Incomplete Conquests: The Limits of Spanish Empire in the Seventeenth-Century Philippines

by Stephanie Joy Mawson (Cornell University Press, 2023)

In Incomplete Conquests, Stephanie Joy Mawson uncovers the limitations of Spanish empire in the Philippines, unearthing histories of resistance, flight, evasion, conflict, and warfare from across the breadth of the Philippine archipelago during the seventeenth century. The Spanish colonization of the Philippines that began in 1565 has long been seen as heralding a new era of globalization, drawing together a multiethnic world of merchants, soldiers, sailors, and missionaries.

Colonists sent reports back to Madrid boasting of the extraordinary number of souls converted to Christianity and the number of people paying tribute to the Spanish Crown.
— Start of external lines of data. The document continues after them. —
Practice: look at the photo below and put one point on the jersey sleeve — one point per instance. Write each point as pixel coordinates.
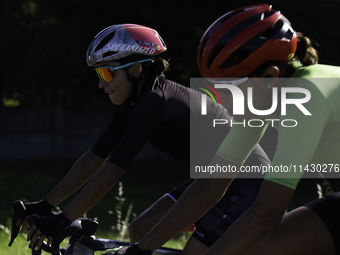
(145, 117)
(297, 145)
(113, 133)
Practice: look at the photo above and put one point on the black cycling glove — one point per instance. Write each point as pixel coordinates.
(51, 226)
(132, 250)
(39, 208)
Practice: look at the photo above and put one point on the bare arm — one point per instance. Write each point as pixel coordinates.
(198, 198)
(256, 223)
(94, 191)
(85, 167)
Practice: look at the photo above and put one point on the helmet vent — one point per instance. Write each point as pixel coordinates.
(105, 41)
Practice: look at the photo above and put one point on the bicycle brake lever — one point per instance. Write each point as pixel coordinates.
(18, 214)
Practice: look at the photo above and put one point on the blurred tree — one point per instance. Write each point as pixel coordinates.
(43, 43)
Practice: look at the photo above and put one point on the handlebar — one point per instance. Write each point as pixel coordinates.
(81, 225)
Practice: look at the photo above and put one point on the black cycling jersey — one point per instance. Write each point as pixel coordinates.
(160, 116)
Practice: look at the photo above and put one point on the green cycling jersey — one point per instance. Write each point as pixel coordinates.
(314, 140)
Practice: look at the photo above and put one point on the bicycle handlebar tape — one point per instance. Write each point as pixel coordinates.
(18, 214)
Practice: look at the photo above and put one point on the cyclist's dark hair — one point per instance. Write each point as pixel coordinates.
(305, 53)
(154, 68)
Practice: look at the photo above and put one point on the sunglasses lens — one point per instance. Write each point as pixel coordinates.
(105, 73)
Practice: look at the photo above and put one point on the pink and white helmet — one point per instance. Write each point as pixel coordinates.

Such claims constructed an imagined imperial sovereignty and were not accompanied by effective consolidation of colonial control in many of the regions where conversion and tribute collection were imposed. Incomplete Conquests foregrounds the experiences of indigenous, Chinese, and Moro communities and their responses to colonial agents, weaving together stories that take into account the rich cultural and environmental diversity of this island world.

About the author

Stephanie Mawson is a research fellow at the Instituto de Ciências Sociais, Universidade de Lisboa and a former research fellow of St. John’s College, Cambridge. She received her doctorate from the University of Cambridge in 2019, where she was a Gates Cambridge Scholar and a fellow at the Institute of Historical Research.

As an historian of empire in maritime Southeast Asia during the sixteenth and seventeenth centuries, her work focuses on questions of Indigenous agency, resistance, and sovereignty in the face of European imperial expansion, as well as global connections across Pacific and Indian Ocean worlds. She has published in leading historical journals including Past & PresentEthnohistory, and The American Historical Review.

Counter-Hispanization in the Colonial Philippines

by John D Blanco (Amsterdam University Press, 2023)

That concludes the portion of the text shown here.